Strike notice, due to come into effect today (Wednesday), has been served by trade union UNITE on Morris Builders Providers, with all staff members expected to place pickets on the company’s Cork Road depot.

The action is being taken in protest at a forced redundancy programme being implemented by the company, according to the trade union. A total of 18 redundancies are on the cards. However a spokesperson for the long-established company, which currently employs 85 workers, said Morris’s is acting totally within a Labour Court recommendation that clearly states the method of how redundancies need to be carried out.

UNITE regional officer Sean Kelly argues that the company is attempting to impose redundancy by a manufactured selection basis as opposed to a voluntary basis as negotiated by UNITE and recommended by the Labour Court in July. UNITE members have agreed to accept an offer of four-and-a-half-weeks redundancy payments per year of service. “Morris Builders Providers have opposed a negotiated settlement throughout. They initially refused to attend the Labour Court and then took nearly a month to consider its findings.  Subsequent to that they have proceeded to change rosters, alter seniority and exclude particular categories of staff.  This is in direct contravention of the Labour Court which holds a statutory position.”

Mr Kelly told The Munster Express that the decision to withdraw labour was not taken lightly by the workers and followed three lengthy meetings with the Labour Relations Commission, we well as the full hearing of the Labour Court.

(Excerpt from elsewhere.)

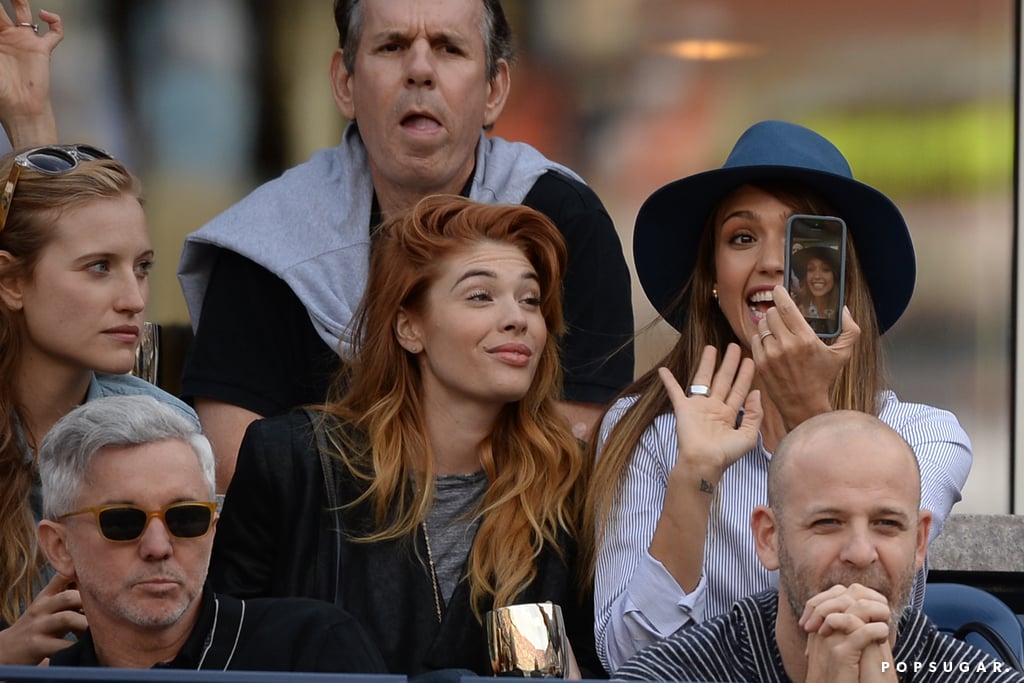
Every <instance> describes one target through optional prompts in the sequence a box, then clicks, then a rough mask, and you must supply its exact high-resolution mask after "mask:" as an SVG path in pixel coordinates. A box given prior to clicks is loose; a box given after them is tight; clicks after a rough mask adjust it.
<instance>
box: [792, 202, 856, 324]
mask: <svg viewBox="0 0 1024 683" xmlns="http://www.w3.org/2000/svg"><path fill="white" fill-rule="evenodd" d="M785 257H786V266H785V281H786V282H785V288H786V290H787V291H788V292H790V296H792V297H793V300H794V301H796V302H797V305H798V306H799V307H800V311H801V313H803V315H804V319H806V321H807V324H808V325H810V326H811V329H812V330H814V332H815V334H817V335H818V337H821V338H822V339H830V338H833V337H836V336H838V335H839V334H840V332H842V311H843V303H844V300H845V299H844V295H845V285H846V223H845V222H844V221H843V219H842V218H837V217H835V216H807V215H796V216H791V217H790V220H788V222H787V224H786V231H785Z"/></svg>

Meanwhile, in a statement to the press, Seamus Reynolds, Chief Executive of Morris Builders Providers, said the company was forced to reduce employee numbers because of market conditions and the downturn in the economy. Noting that Morris’s had never before experienced a strike by its workers, he said he hoped to be in a position to take back most if not all of the staff as soon as the market picked up.

“We have accepted all conditions set out in the Labour Court recommendation 19590 to maintain harmony and good staff relations in our company”, Mr Reynolds continued. “The Union members accepted the Labour Court recommendation on the 21st of August but now have served industrial action on the company for reasons that are variance with the recommendation. The company’s principle concern all through this is to try and safeguard the 67 jobs that remain after the unfortunate redundancies and any industrial action may result in further job loses in this local company.

“Morris’s is made up of a number of departments, the people that are working in those departments are fully trained and highly skilled relative to each Departments, but the union is telling us that we should take a person (for example) from the Timber yard and put them selling kitchens this can not be done overnight again this totally is against the Labour Court recommendation”, Mr Reynolds concluded.